Personal information
- Nationality: Jamaican
- Born: 15 July 1997 (age 28)

Sport
- Sport: Track and Field
- Event: 400m

Medal record
Men's track and field
Representing Jamaica
World U20 Championships
| Bronze medal – third place | 2016 Bydgoszcz | 4×400 m relay |

= Sean Bailey (sprinter) =

Jamaican athlete (born 1997)

Sean Bailey (born 15 July 1997) is a Jamaican athlete.

==Early life==
From Spanish Town, Jamaica and a former St Jago High School athlete, Bailey moved on to competing for the University of Texas-El Paso where he made the NCAA 400 metres final in 2021 before injuring his hamstring in the race.

==Career==
Bailey clocked 45.04 seconds to win the men's 400 metres at the 2021 Jamaican Olympic Trials. He was named in the Jamaican Olympic team for the delayed 2020 Summer Games in Tokyo having qualified through his world ranking. In Tokyo, Bailey participated in the mixed 4 × 400 m relay and finished seventh in the final.

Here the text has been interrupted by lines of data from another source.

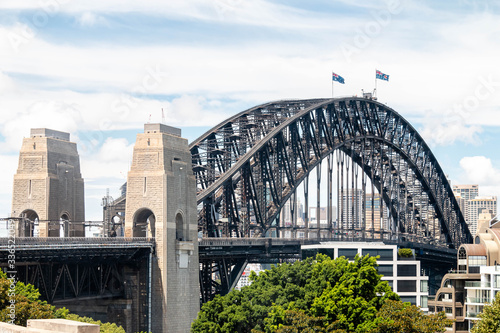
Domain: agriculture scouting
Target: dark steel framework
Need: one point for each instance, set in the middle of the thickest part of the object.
(84, 270)
(250, 165)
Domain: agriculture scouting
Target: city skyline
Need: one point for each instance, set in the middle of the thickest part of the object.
(100, 71)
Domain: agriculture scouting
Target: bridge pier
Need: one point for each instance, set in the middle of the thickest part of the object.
(161, 203)
(48, 187)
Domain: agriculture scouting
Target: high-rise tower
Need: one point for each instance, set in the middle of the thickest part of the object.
(48, 187)
(161, 203)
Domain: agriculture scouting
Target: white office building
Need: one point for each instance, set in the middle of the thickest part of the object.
(404, 275)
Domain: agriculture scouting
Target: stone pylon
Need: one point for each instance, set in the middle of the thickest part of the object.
(161, 203)
(48, 186)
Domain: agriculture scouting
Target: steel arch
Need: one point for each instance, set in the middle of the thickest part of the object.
(248, 166)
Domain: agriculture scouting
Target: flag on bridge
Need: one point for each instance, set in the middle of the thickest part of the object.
(338, 78)
(381, 76)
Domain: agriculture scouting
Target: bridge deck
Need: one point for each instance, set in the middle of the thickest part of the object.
(76, 249)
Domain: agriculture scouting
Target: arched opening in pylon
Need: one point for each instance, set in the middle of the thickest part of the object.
(144, 223)
(29, 225)
(64, 225)
(179, 227)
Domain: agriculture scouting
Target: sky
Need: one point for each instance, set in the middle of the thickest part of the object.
(101, 69)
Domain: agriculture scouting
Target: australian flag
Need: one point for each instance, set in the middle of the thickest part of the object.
(338, 78)
(382, 76)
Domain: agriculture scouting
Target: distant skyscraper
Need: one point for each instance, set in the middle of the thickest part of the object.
(351, 218)
(322, 216)
(373, 219)
(476, 206)
(465, 192)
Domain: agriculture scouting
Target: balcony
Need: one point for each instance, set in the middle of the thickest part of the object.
(477, 284)
(472, 314)
(481, 300)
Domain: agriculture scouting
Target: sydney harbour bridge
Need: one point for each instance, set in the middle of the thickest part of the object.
(251, 164)
(251, 171)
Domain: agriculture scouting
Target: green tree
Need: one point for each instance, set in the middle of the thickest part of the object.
(399, 317)
(489, 318)
(321, 292)
(23, 302)
(27, 305)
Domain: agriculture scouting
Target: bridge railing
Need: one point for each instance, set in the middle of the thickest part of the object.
(74, 241)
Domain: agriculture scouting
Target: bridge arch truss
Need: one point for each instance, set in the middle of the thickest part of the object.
(249, 166)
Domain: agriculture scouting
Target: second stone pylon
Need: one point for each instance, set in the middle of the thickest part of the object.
(161, 203)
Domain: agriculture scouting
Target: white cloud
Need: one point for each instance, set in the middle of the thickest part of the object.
(448, 129)
(89, 19)
(480, 170)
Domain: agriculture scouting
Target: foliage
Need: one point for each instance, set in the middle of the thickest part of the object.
(104, 327)
(29, 306)
(405, 253)
(489, 318)
(399, 317)
(24, 300)
(313, 295)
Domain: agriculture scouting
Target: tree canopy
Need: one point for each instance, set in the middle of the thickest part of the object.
(29, 306)
(320, 295)
(489, 319)
(316, 295)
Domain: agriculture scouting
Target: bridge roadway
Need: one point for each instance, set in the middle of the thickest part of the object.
(227, 257)
(30, 249)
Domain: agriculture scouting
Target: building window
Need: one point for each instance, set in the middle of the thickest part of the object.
(409, 299)
(423, 301)
(385, 270)
(407, 270)
(384, 254)
(424, 286)
(348, 253)
(407, 286)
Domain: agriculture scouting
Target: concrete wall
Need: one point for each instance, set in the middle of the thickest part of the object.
(161, 181)
(50, 325)
(48, 182)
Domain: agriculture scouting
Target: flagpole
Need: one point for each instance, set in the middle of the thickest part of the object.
(332, 83)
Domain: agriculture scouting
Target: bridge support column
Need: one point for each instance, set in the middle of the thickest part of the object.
(48, 186)
(161, 203)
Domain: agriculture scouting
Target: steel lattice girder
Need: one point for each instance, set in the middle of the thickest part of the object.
(253, 162)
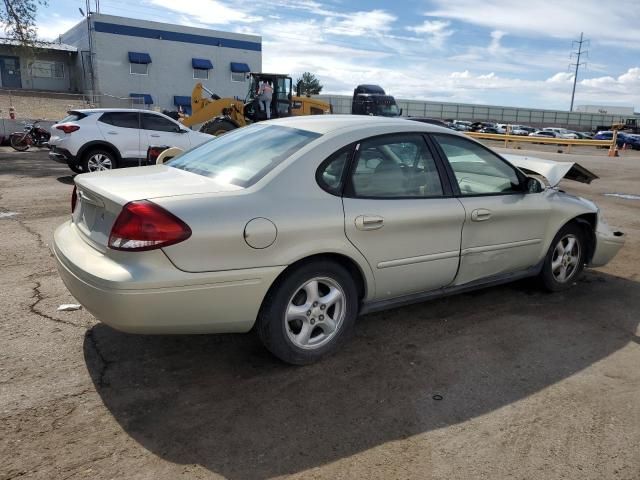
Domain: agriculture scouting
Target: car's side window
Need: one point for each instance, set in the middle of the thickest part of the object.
(396, 166)
(158, 123)
(121, 119)
(331, 171)
(477, 170)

Bailey won the Jamaican men's title again in July 2023, running 44.48 seconds, ahead of Antonio Watson in second and Jevaughn Powell in third.

Bailey was selected for the 2023 World Athletics Championships in Budapest in 2023, where he finished fifth in the final of the 400 metres.

In April 2024, he was selected as part of the Jamiacan team for the 2024 World Athletics Relays in Nassau, Bahamas. He competed at the 2024 Summer Olympics over 400 metres in August 2024.

He reached the final of the 400 metres at the Jamaican Athletics Championships in June 2025.

==Personal life==
Bailey is the brother of Veronica Campbell-Brown.